The challenge with this property would be that if access was not near by when it came time for us to retire, we would have to have supplies brought in via boat which can get expensive. Hubby said he wouldn't mind buying a large boat though if it helps


----------



## scarletgirl

*To my mind, if you can afford enough land to support a family in southern Ontario, yo*

If you want something VERY isolated, like mountains and don't mind a sturdy winter I would recommend this area. It's the closest Ontario comes to mountains and the climate is among the mildest on Lake Superior—which is not saying much! The rivers here are mostly so short they don't reach the roads and railroads (over 50 miles away) and so, should be about as pollution free as possible today.

each:


----------



## OptsyEagle

Most of the issues with water access cottages have been listed. A few others to think about. Obviously a water access means you need a boat. The best for this setup is a pontoon, since it is really a barge with cup holders. All good so far. Now you need to not only park your car while you are at the cottage, but you also need to park your boat while you are not at your cottage. If you can't find someone to let you use their land (good luck with that) then you need to buy waterfront land to enable this. You will have no security on the island property. It shouts seclusion to everyone including every vandal and theif around. That also goes for the car you leave behind on the mainland while you are at the cottage.

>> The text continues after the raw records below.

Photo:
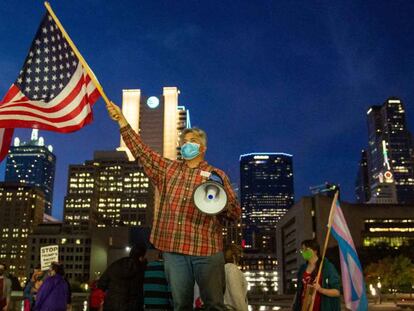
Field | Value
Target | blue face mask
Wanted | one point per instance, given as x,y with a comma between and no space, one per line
190,150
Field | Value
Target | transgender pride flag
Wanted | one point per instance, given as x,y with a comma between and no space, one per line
352,276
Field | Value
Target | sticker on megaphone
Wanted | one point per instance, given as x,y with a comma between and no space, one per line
210,197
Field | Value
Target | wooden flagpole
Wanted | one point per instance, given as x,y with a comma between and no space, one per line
78,54
328,233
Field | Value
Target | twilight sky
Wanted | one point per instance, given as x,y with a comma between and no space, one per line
258,76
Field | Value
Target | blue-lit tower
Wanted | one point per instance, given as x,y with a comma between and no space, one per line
266,193
33,163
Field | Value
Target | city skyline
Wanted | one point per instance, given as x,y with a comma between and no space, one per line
296,81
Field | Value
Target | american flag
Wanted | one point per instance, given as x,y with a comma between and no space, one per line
53,91
351,270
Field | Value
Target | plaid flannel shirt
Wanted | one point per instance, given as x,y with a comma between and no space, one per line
178,226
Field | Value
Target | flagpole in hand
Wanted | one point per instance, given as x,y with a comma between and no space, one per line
78,55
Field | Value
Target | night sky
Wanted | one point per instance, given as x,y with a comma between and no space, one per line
258,76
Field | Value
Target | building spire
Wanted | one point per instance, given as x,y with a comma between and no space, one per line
35,134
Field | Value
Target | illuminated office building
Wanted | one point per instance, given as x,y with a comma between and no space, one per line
33,163
266,193
21,210
158,119
108,191
362,188
390,154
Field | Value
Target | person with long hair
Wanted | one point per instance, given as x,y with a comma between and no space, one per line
53,294
235,296
327,287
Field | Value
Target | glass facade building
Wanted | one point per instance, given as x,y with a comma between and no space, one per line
390,154
266,193
33,163
109,191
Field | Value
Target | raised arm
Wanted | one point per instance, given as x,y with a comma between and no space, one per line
154,164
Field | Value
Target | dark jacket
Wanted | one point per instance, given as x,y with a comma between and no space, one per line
330,279
52,295
123,283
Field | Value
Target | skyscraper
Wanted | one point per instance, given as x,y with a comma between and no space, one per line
266,193
33,163
159,120
390,154
21,210
362,189
108,191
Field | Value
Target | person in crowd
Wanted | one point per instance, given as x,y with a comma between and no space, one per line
96,297
327,287
123,282
235,296
191,241
5,289
157,294
53,294
31,288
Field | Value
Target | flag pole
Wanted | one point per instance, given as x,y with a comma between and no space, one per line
328,233
78,54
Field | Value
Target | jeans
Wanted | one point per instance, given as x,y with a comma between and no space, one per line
208,271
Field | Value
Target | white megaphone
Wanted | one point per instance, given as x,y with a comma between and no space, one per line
210,197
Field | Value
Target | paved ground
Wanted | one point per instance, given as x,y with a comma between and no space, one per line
387,306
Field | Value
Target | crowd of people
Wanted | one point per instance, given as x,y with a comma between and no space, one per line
139,282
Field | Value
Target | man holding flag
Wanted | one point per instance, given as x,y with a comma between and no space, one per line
326,281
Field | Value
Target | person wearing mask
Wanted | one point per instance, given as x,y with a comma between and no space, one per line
123,282
327,287
53,294
5,289
191,241
235,297
31,288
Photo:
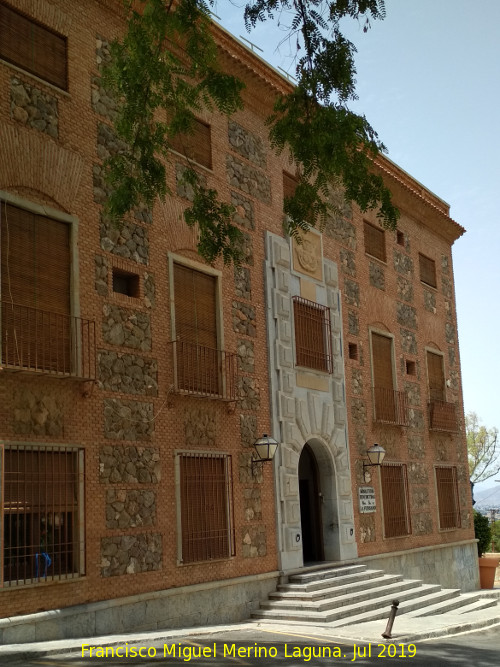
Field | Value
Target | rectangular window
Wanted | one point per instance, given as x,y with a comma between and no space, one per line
312,335
42,514
427,270
394,483
196,144
447,492
202,368
374,241
206,507
390,405
33,47
289,185
35,282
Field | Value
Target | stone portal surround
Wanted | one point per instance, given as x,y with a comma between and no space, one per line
306,415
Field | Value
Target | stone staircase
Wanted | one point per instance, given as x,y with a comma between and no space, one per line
344,595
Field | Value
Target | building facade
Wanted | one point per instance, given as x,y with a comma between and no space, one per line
135,378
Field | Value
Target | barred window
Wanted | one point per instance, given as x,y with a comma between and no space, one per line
447,492
206,507
427,270
33,47
42,514
395,499
196,144
374,241
312,335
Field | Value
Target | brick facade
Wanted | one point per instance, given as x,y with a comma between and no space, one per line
131,421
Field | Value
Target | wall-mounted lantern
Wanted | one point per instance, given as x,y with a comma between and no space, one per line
265,449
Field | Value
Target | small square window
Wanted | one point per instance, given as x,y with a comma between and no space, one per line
411,367
126,283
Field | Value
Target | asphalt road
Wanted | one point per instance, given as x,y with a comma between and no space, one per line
247,648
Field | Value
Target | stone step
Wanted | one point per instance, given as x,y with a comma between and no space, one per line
339,597
429,597
458,605
372,605
318,587
326,573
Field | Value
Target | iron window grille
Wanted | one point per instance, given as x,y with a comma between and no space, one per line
447,493
206,507
312,335
394,483
42,514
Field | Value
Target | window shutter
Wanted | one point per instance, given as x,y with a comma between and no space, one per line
206,507
36,268
395,499
383,381
447,490
435,373
289,185
382,361
312,334
197,354
374,241
427,270
33,47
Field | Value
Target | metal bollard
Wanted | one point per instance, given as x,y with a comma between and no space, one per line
390,620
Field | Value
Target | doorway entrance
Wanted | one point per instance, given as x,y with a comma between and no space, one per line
310,507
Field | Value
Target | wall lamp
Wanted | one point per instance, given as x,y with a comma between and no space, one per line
265,449
376,454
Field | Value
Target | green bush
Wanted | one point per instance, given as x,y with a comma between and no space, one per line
482,531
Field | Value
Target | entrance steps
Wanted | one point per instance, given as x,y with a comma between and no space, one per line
344,595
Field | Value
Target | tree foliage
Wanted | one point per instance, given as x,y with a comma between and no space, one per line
165,70
483,449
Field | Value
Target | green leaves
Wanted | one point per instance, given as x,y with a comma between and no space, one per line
165,71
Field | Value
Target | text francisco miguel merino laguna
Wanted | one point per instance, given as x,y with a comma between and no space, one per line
187,652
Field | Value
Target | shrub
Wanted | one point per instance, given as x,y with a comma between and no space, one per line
482,531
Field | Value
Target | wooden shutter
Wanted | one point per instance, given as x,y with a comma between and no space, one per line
427,270
374,241
312,334
33,47
196,145
205,486
447,491
383,381
198,359
289,185
35,275
435,374
395,499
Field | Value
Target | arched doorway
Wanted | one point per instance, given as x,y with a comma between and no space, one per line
310,507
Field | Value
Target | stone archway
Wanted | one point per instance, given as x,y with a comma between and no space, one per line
311,509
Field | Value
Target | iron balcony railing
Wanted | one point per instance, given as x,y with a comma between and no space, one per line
41,341
443,416
391,407
204,371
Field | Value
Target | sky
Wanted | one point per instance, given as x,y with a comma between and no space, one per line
428,81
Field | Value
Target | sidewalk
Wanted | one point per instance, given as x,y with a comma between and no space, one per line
406,630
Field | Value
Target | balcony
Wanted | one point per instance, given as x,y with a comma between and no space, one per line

When I go to my cottage, I have a regular ritual of loading up the SUV with all the stuff (and it will always be a lot of stuff) for each weekend and then I get to unload it at my cottage. If water access was involved, this annoying chore would be doubled to include loading it on the boat and then off the boat, on top of loading it in your car and out of your car.

No electricity, probably no septic and probably no potable water so plan on adding a few 20 litre jugs to that load of stuff you get to load and unload 4 times. Don't worry. A forty litre jug of water only weighs 44 lbs.

The next issue is water safety. Before I take my boat out on the water I like to be pretty sure that there are no catagory 5 hurricanes hitting shore at the time. If there is, I simply do not go out. If it is Sunday night or Monday morning and the weather is bad (wow, it was so beautiful on Friday when we got here) what are you going to do. Risk life and limb on the water or call in sick to work, again (or call in the work stranded if you prefer the honest route). Here the pontoon will come in handy, because they are almost unsinkable, but trust me, there are some bad weather days that you just do not want to be out in the open water, on.

Anyway, I could go on, but needless to say, an island cottage is usually just the mistake one makes before they buy the one they grow to really like. Of course there are exceptions to this, but there wouldn't be for me.


----------



## Four Pillars

Some great points Optsy. 

The fact is that most people who buy a water access property can't afford the other kind. I wouldn't call that a "mistake".

Also - nobody buys waterfront land in order to park their boat. This defeats the savings on their cheaper water-access cottage. You should be able to park at a nearby marina.


----------



## MoneyGal

My water-access cottage has a dock built and maintained by the cottagers' association. We don't have a barge, but you can rent a barge (for an absurdly low price) as required. We have electricity but no septic (although septic could be put in) and we have a landline phone. Cell reception is also very good at the lake - I just spent a week there and used my phone as a hotspot to work. 

The pluses? Only five cottages on the whole lake - so very very secluded, but less than five minutes' boat ride (at a very moderate speed) from the dock. 

In this park - http://www.ontarioparks.com/english/kawa.html - and no new cottages will be allowed, so there is a virtual guarantee on the peace and quiet available in this setting. 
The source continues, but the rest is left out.